RIYADH (Reuters) - Gulf Arab states said on Thursday that a Russian proposal to place Syria's chemical weapons under international control with the aim of averting a U.S. strike would not end the bloodshed in Syria.
The Sunni Muslim-led Gulf Cooperation Council, which comprises Saudi Arabia, Kuwait, Qatar, the United Arab Emirates and Oman alongside the current chairman Bahrain, is a main backer of rebels fighting Syrian President Bashar al-Assad.
The Russian proposal, accepted by Damascus, aims to prevent the United States launching an attack on Syria to punish it for a chemical weapons attack that killed hundreds of civilians.
"We've heard of the initiative," Bahraini Foreign Minister Sheikh Khaled bin Ahmed al-Khalifa told a news conference after a meeting of the GCC, in the Gulf Arabs' first response.
"It's all about chemical weapons, but doesn't stop the spilling of the blood of the Syrian people."

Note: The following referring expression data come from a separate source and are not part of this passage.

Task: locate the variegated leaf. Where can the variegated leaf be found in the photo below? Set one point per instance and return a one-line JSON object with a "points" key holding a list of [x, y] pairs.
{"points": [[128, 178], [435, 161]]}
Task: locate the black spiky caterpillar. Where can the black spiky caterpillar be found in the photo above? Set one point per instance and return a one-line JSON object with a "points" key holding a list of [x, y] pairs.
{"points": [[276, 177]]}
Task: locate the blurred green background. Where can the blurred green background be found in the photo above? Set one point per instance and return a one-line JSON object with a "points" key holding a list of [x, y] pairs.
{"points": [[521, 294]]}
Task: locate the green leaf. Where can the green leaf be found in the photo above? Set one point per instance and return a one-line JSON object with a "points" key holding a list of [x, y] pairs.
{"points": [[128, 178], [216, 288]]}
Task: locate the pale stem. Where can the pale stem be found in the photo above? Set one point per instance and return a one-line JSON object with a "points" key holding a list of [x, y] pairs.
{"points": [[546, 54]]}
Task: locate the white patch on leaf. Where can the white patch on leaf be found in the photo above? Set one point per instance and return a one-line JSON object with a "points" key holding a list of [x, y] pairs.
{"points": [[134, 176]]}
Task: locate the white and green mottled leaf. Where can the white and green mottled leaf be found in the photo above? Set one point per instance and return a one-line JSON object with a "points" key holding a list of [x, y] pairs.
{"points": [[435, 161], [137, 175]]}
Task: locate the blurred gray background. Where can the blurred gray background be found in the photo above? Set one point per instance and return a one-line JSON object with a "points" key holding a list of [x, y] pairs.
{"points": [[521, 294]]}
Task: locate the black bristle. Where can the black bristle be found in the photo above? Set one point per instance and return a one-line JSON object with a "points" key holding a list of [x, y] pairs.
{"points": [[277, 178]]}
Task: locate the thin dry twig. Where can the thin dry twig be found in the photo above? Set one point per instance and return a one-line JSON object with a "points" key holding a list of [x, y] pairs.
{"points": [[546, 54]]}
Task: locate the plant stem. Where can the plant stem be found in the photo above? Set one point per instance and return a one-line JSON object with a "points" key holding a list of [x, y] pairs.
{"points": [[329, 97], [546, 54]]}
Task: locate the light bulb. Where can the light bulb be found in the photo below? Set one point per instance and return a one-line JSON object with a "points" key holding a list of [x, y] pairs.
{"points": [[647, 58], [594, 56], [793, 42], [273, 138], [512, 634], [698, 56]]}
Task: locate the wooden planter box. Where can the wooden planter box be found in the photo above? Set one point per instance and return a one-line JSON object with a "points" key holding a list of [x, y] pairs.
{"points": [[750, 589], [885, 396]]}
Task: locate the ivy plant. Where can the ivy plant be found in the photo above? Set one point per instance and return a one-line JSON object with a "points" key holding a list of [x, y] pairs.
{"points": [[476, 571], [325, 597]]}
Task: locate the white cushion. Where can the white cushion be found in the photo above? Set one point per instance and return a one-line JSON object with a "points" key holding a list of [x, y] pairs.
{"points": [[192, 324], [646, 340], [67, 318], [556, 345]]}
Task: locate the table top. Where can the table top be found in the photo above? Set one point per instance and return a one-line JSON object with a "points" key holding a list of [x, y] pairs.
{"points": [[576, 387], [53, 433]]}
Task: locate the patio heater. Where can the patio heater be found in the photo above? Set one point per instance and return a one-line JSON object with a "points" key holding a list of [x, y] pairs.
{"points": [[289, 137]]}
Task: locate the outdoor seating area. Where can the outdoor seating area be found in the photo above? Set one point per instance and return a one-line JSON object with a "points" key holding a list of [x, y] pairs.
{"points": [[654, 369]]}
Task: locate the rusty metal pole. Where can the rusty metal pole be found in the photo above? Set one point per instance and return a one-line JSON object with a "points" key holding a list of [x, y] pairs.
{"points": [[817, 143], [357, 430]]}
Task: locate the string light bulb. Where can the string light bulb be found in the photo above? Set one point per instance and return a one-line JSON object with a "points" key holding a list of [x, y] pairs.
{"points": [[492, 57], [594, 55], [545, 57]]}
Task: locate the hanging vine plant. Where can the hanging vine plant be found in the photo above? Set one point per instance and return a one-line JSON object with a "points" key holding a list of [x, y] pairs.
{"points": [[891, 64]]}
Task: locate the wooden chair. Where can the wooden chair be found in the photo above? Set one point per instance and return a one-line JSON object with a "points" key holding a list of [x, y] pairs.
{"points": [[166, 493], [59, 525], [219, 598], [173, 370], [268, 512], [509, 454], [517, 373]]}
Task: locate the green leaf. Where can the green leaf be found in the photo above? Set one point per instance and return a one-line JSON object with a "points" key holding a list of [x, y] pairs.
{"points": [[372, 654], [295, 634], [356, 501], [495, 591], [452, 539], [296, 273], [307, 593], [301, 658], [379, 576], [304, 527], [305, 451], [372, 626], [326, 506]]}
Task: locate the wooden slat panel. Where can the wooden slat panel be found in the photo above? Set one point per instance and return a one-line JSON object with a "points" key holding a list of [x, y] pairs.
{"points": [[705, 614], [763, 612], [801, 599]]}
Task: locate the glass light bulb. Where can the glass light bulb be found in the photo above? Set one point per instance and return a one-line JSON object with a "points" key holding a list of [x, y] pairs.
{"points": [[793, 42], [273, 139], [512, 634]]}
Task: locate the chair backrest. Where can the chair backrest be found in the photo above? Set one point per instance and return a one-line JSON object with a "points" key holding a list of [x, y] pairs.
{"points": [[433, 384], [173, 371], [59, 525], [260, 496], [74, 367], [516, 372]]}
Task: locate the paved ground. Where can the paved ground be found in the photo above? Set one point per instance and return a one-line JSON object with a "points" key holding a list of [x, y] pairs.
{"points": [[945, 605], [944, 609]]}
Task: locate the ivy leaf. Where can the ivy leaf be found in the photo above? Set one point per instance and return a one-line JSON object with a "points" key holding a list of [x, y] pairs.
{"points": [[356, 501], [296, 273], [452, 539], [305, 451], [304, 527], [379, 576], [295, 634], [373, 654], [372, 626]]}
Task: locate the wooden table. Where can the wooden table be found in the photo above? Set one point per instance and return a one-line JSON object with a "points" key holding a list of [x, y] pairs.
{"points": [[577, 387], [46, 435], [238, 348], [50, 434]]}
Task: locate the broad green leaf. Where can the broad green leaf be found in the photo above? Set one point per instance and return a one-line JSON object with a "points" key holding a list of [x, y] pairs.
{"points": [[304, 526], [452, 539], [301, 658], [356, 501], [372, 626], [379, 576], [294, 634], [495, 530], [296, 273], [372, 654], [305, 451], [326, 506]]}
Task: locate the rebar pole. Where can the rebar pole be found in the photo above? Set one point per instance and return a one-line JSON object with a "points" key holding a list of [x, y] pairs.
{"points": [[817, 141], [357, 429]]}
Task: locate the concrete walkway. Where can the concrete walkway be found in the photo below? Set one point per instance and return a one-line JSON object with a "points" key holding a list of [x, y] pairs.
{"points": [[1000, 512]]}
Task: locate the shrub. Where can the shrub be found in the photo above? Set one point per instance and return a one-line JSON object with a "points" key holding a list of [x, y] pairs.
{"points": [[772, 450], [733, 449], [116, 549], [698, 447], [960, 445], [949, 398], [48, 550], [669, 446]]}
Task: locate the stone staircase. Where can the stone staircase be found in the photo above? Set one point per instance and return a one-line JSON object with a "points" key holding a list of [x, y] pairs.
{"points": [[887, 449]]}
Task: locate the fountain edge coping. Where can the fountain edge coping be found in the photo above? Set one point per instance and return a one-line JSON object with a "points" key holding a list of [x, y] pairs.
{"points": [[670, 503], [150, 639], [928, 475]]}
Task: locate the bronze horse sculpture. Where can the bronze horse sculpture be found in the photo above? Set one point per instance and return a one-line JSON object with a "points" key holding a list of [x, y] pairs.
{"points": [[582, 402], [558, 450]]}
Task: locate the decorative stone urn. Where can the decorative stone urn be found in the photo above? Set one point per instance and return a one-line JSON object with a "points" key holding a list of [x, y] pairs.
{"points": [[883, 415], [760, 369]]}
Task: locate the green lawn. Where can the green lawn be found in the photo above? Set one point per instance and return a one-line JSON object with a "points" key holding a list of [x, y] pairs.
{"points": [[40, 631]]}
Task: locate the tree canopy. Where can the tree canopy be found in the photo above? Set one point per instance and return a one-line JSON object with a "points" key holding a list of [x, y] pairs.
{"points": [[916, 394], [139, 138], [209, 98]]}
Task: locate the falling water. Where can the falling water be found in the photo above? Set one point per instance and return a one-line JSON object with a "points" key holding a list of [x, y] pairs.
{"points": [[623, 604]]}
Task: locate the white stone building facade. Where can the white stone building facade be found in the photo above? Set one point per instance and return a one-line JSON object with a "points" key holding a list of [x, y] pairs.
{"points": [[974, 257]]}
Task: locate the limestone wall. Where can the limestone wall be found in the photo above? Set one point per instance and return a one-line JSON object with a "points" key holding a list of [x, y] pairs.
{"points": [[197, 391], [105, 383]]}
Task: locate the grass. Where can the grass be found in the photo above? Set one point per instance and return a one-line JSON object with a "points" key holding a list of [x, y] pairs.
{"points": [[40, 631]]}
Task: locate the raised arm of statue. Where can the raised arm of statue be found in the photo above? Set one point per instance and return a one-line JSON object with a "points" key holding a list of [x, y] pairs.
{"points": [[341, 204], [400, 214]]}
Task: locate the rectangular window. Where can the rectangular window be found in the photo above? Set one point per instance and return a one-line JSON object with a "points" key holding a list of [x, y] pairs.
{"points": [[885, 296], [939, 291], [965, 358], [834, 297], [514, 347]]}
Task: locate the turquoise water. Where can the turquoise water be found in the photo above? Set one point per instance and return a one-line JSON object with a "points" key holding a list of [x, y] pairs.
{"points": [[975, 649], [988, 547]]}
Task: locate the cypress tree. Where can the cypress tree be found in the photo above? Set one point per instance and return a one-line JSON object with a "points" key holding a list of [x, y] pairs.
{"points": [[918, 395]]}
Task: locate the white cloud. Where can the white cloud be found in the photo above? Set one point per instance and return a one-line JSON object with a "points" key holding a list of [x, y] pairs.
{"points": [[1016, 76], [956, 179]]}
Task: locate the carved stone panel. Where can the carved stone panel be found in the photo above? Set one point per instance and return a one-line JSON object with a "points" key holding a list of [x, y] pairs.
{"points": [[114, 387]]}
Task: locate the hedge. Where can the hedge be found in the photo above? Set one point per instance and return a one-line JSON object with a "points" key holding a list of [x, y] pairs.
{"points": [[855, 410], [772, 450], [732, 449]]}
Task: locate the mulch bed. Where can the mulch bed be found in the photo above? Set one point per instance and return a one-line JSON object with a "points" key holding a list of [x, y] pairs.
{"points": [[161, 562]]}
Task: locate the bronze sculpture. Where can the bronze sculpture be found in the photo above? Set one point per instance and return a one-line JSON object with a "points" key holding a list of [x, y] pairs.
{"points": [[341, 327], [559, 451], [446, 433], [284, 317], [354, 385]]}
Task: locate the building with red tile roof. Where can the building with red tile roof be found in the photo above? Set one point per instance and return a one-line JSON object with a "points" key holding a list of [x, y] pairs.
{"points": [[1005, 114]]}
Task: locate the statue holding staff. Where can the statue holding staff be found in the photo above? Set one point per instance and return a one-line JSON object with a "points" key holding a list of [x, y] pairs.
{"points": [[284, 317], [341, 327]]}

In an address at the start of the meeting, Khalifa called for "appropriate deterrent measures against those who committed this crime" and said the chemical attack required "the United Nations and the international community, represented by the Security Council, to shoulder its responsibility".
The Gulf Arab states have been among the strongest proponents of intervention against Assad, who is backed by Shi'ite Iran, their main rival for influence in the region.
The United States has accused Assad of responsibility for last month's attack on Damascus suburbs. He denies any links.